If you want to try it out, I'd love to get feedback and hear your experience and suggestions.
Just bring an extra dose of patience and adventurous spirit :)
When developing and testing firmware, you can get a spare Arduino and run experimental versions on it. Running it in a simulator offers several advantages, though:
- No need to buy that spare Arduino.
- Tests (once you write them :) can run in a CI environment, ease testing, and prevent regressions
- Arduinos are between hard and impossible to debug, but the simulator interfaces directly with GDB and most GUI wrappers.
Here's a teaser pic
From the Simavr docs: On Mac OS, homebrew is the easiest route:
brew tap osx-cross/avr
brew install --HEAD simavr
On Linux, you'll need a few extra steps.
First, install some dev pacakges.
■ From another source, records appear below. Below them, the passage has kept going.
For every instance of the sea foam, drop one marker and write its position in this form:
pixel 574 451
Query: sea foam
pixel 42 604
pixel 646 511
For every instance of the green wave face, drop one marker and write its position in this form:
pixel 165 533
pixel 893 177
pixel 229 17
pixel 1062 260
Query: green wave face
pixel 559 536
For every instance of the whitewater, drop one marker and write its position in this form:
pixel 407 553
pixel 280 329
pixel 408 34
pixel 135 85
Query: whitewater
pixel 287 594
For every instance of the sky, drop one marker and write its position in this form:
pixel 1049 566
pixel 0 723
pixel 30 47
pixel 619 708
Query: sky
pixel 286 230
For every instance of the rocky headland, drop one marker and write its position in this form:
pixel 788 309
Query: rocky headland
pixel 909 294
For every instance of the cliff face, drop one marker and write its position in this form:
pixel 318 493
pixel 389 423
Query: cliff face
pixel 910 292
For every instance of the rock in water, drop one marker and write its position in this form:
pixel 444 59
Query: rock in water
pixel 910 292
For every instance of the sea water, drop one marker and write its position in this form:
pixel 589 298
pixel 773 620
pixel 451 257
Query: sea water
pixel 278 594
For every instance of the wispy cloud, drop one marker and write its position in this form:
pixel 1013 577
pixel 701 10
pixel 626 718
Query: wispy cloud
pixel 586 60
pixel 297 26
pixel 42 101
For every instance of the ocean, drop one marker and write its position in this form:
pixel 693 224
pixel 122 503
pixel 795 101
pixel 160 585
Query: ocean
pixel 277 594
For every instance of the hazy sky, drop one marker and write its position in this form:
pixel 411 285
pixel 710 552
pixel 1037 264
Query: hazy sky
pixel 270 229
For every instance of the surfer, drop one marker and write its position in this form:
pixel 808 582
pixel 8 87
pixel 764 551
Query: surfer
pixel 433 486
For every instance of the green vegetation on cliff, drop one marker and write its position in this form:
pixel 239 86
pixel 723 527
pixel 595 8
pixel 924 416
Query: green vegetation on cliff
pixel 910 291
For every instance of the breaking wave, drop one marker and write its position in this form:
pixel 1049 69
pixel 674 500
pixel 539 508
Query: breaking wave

On my Ubuntu MinimalCD setup, this meant running: sudo apt install build-essential git make gcc-avr gcc libelf-dev picocom avr-libc freeglut3-dev pkg-config gdb-avr
Now clone the Simavr repo:
git clone https://github.com/buserror/simavr.git
And install:
make install RELEASE=1
If you don't already have a favorite IDE for developing Maslow, I recommend checking out PlatfomIO IDE. If you're not on Mac OS, I think this is also the easiest way to get the command line tools.
Install the IDE, then follow these instructions to get the command line tools in your PATH.
If you just want the minimal command line build tools on Mac OS:
brew install platformio
If you just want the minimal command line build tools on Linux, I think this will work for you:
apt-get python2.7 python-pip
pip install platformio
The simduino example that comes with simavr has a few issues, so we have our own variant. Let's build it:
cd simduino
make
Build and run the simulator for the simavr variant of the firmware:
cd ..
platformio run -t simulate -e simavr
Once this is running, you can open another terminal window and talk to it directly over the serial port:
platformio device monitor -e simavr
Or fire up Ground Controler, set the serial port to /tmp/simavr-uart0, and... well... let me know if you figured out how to get GC to talk with the simluator properly, cause I haven't quite.
I haven't wrapped this yet with a neat little PlatformIO command, but if you sort of know what you're doing, this might get you going.
In terminal window 1, run the simulator in debug mode:
./simduino/simduino .pioenvs/simavr/firmware.elf -d
In terminal window 2, run the serial monitor:
platformio device monitor -e simavr
In terminal window 3, run the debugger:
avr-gdb .pioenvs/simavr/firmware.elf
Then tell gdb to connect to the simduino process:
target remote localhost:1234
Note: The firmware will run slower than normal under the debugger. Way slower. Also note: If you're a gdb novice like me, check out gdbgui.
This is just a placeholder/teaset for now. I hope that we can get this thing working smoothly, then add automated unit tests to the code, which will run in a CI environment.